Productivité forestière et modèles conceptuels
Il existe plusieurs modèles conceptuels qui mettent en relation la productivité forestière et les facteurs influençant cette dernière. À titre d’exemple, Bonan (1989) a mis en place un schéma conceptuel (Figure 1.1) dans un modèle de simulation de la dynamique de la forêt boréale qui regroupe les facteurs intrinsèques et extrinsèques pouvant influencer la régénération, la croissance et la mortalité des arbres dans les forêts de conifères, de feuillus et mixtes dans plusieurs sous-régions bioclimatiques de la zone boréale nord-américaine. Ces facteurs comprenaient le climat, le rayonnement solaire, l’humidité du sol, la température du sol, la couche organique du sol forestier, la disponibilité des nutriments, les incendies de forêt et les épidémies d’insectes. Également, dans les schémas conceptuels d’Austin et Smith (1990) et Barnes et al. (1997), les facteurs environnementaux (intrinsèques et extrinsèques) ont un effet direct sur les processus physiologiques des arbres et sur leur réponse en regard de la productivité (Figure 1.2).

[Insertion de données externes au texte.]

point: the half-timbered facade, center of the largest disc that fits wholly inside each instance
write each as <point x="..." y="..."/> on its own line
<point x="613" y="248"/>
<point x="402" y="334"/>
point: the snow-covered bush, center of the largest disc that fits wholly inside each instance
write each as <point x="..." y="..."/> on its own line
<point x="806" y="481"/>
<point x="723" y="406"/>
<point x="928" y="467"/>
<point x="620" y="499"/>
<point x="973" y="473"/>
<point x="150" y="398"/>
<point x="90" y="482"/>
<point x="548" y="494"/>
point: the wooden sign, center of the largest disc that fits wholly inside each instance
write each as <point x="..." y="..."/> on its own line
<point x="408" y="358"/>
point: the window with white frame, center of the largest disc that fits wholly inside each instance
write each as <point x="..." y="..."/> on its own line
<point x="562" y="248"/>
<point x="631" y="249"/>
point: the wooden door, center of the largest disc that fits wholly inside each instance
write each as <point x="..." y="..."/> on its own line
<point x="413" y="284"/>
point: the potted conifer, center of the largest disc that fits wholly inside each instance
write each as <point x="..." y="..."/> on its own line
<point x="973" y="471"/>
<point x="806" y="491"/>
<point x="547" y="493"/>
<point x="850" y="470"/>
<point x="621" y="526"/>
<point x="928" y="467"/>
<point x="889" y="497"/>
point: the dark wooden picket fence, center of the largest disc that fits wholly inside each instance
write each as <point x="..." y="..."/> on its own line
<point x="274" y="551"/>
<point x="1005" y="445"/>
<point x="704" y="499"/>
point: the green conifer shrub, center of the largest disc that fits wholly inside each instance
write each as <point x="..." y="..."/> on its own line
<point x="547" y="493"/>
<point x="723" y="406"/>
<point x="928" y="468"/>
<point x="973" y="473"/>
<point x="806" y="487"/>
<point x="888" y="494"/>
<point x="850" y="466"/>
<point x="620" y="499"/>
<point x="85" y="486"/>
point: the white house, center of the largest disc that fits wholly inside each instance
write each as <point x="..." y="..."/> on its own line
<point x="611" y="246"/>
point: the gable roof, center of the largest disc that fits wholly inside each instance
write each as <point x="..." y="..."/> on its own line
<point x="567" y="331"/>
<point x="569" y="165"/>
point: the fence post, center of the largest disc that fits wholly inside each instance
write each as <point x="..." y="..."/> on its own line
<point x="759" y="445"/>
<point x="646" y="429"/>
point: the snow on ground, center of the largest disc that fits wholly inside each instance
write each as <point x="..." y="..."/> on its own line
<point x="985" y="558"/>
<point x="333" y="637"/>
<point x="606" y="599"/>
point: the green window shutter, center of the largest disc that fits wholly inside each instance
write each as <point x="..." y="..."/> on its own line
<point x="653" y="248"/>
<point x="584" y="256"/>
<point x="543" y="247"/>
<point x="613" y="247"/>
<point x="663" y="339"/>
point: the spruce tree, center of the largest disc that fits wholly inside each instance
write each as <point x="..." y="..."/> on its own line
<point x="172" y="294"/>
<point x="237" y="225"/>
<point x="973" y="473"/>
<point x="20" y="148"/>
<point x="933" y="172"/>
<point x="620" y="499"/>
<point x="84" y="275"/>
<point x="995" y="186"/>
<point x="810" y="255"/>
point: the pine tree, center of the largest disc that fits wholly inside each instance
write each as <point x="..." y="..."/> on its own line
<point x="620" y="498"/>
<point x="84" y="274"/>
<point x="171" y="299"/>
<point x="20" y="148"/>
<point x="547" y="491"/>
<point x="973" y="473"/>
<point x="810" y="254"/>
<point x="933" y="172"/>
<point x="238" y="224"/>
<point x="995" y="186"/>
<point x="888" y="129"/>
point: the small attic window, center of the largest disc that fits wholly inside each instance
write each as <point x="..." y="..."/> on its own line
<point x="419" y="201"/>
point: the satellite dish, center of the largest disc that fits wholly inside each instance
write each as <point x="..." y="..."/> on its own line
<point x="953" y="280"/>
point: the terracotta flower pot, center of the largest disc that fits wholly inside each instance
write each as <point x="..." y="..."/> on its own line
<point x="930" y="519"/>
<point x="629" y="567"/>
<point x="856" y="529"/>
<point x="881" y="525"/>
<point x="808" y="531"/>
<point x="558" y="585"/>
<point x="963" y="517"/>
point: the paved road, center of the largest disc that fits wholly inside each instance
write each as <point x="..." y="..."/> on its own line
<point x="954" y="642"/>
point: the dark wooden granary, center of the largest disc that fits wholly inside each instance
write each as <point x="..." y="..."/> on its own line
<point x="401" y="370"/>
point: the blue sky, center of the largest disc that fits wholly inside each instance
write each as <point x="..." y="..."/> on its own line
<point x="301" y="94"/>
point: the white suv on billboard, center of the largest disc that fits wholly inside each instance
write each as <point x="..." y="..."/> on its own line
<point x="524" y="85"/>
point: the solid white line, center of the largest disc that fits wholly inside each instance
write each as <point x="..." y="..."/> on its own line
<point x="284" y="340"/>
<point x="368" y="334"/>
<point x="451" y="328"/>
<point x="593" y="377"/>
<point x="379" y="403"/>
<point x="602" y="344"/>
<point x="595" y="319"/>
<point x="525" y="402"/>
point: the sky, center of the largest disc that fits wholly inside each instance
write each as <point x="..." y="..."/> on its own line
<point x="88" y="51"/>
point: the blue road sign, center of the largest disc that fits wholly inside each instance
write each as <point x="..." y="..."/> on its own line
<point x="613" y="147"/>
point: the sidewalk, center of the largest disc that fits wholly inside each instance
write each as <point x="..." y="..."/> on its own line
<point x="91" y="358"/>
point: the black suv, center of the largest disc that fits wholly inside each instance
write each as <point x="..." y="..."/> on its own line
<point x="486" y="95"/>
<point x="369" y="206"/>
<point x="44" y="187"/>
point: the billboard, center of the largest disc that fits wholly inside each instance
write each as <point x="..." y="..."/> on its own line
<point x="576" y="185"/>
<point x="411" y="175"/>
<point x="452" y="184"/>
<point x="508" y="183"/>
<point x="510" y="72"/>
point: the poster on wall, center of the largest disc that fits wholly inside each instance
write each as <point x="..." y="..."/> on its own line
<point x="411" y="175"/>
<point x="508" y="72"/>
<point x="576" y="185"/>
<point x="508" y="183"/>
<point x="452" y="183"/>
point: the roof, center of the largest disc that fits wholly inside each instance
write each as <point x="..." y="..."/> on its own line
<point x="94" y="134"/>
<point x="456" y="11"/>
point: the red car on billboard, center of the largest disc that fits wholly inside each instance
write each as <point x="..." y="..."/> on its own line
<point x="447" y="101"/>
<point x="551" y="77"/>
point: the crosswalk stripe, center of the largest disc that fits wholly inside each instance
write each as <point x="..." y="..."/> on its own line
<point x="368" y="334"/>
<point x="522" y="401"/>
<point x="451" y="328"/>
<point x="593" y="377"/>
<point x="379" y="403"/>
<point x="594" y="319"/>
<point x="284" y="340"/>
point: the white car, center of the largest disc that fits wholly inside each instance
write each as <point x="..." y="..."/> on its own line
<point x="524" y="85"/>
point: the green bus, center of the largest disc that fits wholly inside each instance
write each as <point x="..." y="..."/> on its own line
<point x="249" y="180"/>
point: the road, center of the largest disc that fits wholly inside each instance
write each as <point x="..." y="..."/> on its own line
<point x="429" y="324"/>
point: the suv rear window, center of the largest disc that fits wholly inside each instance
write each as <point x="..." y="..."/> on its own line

Dans la forêt boréale aménagée, il existe d’autres facteurs, dits « facteurs d’aménagement » qui peuvent interagir avec d’autres facteurs intrinsèques (p. ex. sol forestier) et influencer significativement la productivité forestière à l’échelle du site. Ces facteurs sont la fertilisation, la sélection génétique des essences, le contrôle de la végétation concurrente, le contrôle de la densité de reboisement, la taille et l’état des plants (Figure 1.3) (Richardson et al., 1999). À titre d’exemple, en forêt boréale russe, on a fixé une certaine densité de plants de pins pour maintenir une productivité optimale dans les zones à régénérer. Le nombre recommandé de plants est de 3 000 à 4 000 par hectare (Karvinen et al., 2011). Par ailleurs, en Alaska, les plus faibles taux de survie de l’épinette blanche (25% à 40%, faible productivité) étaient liés à la présence de végétation concurrente, telle que la calamagrostide du Canada (Calamagrostis canadensis (Michx.) Beauv.) et l’épilobe à feuilles étroites (Chamaenerion angustifolium (L.) Scopoli subsp. angustifolium) (Graham et Wurtz, 2003). Des études réalisées dans des sites reboisés en forêt boréale canadienne ont montré que les plants de taille importante avaient des taux de survie et de croissance plus élevés que les petites plantules et étaient susceptibles de maximiser la productivité forestière du futur peuplement (Hamel et al., 2004; Sutherland et Day, 1988; Thomson et McMinn, 1989). Généralement, les caractéristiques du sol (fertilité, texture, structure, humidité) sont parmi les facteurs les plus influents, car elles peuvent influencer significativement la productivité forestière du site. Donc, toute pratique d’aménagement pouvant détériorer le continuum sol-plante aura des conséquences néfastes (p. ex. érosion, lessivage des nutriments, compactage du sol, envahissement du site par la végétation concurrente) sur la productivité future du site (Austin et Smith, 1990; Bonan, 1989; Richardson et al., 1999).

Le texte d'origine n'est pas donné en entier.